Non c’era alcun segno di effrazione. La porta era chiusa a chiave. Nessuno si era introdotto in casa.
Il panico le si bloccò in gola quando aprì il mobile della cucina per prendere una tazza e subito si accorse che c’era qualcosa di storto: di solito teneva i bicchieri a destra e le tazze a sinistra; ora invece le tazze erano a destra. Richiuse di botto lo sportello, si voltò e appoggiò la schiena al bancone. Si sentì raggelare la colonna vertebrale da cima a fondo. Fu in quel momento che si accorse che il mucchio di carte era sparito, quello sul tavolo da pranzo. E anche il foglietto di Annie. Li aveva forse bruciati? Aveva bruciato il foglietto di Annie? Aprì lo sportello della stufa e scrutò la cenere. Quel mix di pasticche e gin… Le dispiaceva che il biglietto di Annie non ci fosse più. E che anche i documenti fossero distrutti. Quelli, però, erano solo copie. Dovette ammettere che era la sua testa ad avere qualcosa che non andava. Si vestì svelta e afferrò le chiavi della macchina. Sul tavolinetto sotto lo specchio c’era la pallina di stagnola. Fece uscire il cane, sistemò la pallina nello stipite della porta e richiuse.

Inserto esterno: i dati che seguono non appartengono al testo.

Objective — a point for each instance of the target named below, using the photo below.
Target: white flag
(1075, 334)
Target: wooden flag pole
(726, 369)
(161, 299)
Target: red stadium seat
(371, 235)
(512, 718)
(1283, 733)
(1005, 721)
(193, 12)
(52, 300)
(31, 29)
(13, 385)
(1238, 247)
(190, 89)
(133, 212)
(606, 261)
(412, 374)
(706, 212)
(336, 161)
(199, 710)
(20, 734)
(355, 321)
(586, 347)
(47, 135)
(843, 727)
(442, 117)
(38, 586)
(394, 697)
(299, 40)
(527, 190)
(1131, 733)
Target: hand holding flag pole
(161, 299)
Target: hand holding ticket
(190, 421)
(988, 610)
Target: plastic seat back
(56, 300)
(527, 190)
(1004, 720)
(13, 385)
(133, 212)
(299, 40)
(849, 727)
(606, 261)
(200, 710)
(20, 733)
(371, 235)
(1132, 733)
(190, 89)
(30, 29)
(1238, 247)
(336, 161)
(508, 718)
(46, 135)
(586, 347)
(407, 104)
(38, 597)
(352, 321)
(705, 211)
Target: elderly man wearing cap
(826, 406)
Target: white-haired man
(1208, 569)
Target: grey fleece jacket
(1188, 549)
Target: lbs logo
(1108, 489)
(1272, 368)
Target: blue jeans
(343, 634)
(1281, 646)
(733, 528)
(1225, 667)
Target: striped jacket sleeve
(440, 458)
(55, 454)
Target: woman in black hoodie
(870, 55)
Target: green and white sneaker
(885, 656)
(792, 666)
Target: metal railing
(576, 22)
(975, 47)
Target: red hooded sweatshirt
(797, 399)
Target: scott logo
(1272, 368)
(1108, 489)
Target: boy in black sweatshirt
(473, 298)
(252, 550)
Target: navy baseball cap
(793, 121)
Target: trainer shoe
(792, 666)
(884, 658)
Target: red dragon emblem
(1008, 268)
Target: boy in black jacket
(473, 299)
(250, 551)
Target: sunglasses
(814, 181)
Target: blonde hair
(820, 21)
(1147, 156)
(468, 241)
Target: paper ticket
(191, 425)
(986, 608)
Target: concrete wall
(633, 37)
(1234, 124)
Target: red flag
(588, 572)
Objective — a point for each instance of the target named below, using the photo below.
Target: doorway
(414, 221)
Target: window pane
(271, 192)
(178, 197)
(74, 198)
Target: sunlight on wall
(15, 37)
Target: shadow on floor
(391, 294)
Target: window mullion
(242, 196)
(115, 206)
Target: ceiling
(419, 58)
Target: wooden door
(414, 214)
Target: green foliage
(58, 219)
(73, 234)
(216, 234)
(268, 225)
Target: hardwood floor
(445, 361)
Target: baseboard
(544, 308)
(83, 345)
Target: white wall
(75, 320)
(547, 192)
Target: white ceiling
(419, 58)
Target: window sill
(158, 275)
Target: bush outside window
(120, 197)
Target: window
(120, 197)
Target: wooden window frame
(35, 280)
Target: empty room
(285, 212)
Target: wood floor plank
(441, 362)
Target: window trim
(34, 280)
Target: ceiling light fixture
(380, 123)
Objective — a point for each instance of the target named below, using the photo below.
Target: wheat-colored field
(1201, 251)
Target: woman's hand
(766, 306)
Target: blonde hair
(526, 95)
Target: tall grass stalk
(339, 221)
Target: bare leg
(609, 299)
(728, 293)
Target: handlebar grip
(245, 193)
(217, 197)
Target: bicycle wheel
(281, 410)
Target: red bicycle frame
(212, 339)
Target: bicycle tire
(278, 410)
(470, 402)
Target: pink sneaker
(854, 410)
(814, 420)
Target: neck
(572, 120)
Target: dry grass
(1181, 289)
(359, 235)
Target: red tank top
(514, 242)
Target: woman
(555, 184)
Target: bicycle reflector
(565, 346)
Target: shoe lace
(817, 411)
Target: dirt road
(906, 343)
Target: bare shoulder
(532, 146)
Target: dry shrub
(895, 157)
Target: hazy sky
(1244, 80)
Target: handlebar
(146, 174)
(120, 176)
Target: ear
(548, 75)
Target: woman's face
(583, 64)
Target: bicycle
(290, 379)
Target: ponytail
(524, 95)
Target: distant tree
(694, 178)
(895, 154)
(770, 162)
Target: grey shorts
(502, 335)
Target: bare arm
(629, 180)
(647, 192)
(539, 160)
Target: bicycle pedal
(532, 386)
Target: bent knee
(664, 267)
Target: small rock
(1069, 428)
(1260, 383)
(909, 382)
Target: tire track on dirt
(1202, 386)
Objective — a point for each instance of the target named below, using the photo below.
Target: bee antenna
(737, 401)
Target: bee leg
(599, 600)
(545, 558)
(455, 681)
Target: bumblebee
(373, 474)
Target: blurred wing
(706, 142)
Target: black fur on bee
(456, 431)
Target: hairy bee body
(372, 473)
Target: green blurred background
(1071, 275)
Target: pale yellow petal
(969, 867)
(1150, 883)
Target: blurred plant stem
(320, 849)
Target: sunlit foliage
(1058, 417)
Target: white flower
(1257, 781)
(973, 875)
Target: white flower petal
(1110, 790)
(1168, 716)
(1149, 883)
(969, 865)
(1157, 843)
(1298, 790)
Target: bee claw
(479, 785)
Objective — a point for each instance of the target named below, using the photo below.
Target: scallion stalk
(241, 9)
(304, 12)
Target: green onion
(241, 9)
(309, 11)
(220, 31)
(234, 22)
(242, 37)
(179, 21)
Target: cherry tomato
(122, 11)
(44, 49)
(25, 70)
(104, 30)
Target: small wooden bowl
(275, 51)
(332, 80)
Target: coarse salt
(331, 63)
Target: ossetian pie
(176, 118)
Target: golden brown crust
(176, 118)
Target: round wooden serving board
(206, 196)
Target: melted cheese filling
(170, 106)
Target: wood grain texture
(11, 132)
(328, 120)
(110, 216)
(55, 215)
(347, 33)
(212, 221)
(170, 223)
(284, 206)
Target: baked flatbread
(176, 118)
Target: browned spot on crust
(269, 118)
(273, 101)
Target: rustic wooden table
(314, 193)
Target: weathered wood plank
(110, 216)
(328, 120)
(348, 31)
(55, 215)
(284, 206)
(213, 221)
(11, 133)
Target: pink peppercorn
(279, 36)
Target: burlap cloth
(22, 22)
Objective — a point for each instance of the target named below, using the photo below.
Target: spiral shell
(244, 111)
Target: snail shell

L’artista non venne ad aprire, neanche quando gli bussò alla porta. Aveva deciso di allentare ogni freno inibitorio e di lasciare che la abbracciasse, ma lui non era in casa.
Fuori faceva più caldo di quel che si poteva supporre. Un uomo attraversò un po’ più oltre lungo la strada, vicino al punto in cui Marian aveva parcheggiato. Entrò veloce nel vialetto di una casa e sparì. Il marciapiede era sporco di polvere e foglie secche. Marian proseguì per la propria strada, fino a Solli plass, dove entrò da ConSenzo, scovò un posticino solitario in fondo al locale, ordinò del cibo e un calice di vino bianco. Avrebbe dovuto far installare un allarme. Pensò all’ipnotizzatore e alla farfalla di cui le aveva raccontato Elly. E all’arma.